Mario mendelik, hampir saja menendang Luna ke Merkurius kalau saja ia tidak ingat Frans ada di sana.

"Mama di mana?" tanya Gisel setelah memberanikan diri menanyakan hal itu.

"Nanti malam dia baru pulang," jawab Frans dengan ekspresi yang entah mengapa terlihat masam.

"Papa cuma mampir doang atau bakal tinggal lama di sini?" lanjut Gisel sarkastis.

"Ada yang mau Papa sama Mama omongin sama kamu, Gisel.
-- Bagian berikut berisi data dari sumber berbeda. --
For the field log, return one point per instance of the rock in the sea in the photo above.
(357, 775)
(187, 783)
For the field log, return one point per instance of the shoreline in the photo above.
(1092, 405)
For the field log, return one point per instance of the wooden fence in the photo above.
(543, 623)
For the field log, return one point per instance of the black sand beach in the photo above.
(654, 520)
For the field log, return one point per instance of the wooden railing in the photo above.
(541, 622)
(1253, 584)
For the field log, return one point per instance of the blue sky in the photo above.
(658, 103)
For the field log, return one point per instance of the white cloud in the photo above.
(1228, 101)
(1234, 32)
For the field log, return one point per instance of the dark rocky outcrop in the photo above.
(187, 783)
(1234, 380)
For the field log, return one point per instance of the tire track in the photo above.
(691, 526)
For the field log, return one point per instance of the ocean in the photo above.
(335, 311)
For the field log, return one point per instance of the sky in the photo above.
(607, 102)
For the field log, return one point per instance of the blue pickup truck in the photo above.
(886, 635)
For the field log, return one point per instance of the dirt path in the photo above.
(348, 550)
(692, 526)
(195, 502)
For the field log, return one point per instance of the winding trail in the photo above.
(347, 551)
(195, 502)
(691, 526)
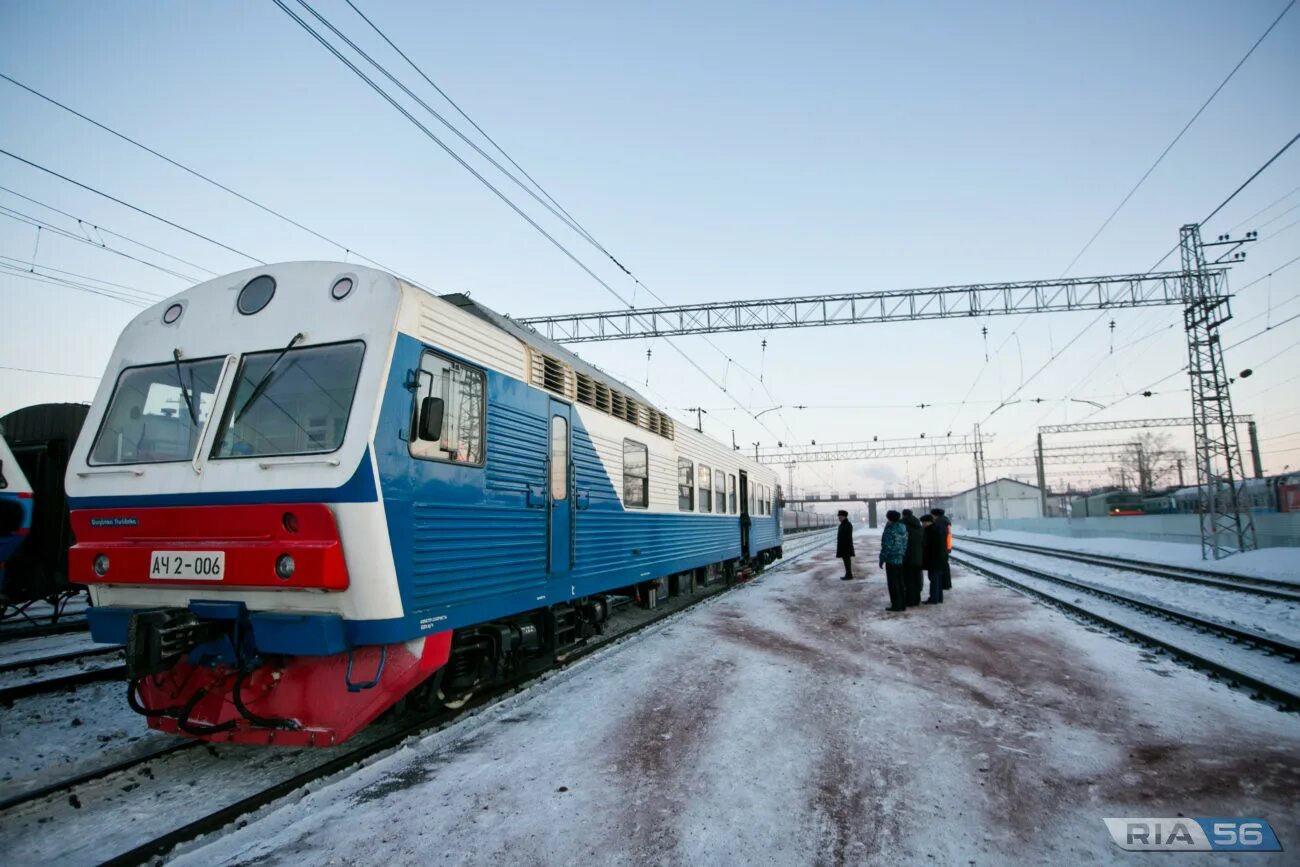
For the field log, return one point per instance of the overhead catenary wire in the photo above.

Nanti malam."

Gisel mengangguk kaku, tiba-tiba ia merasa tidak enak.

Frans ikut mengangguk. "Ya sudah, Papa mau istirahat dulu. Kalian lanjutin saja ngobrolnya."

Frans lalu melangkah, meninggalkan ketiga remaja itu dalam kebingungan.

"Mau ngomongin apa dia, Sel?"

Gisel menoleh ke arah Mario. "Nggak tau."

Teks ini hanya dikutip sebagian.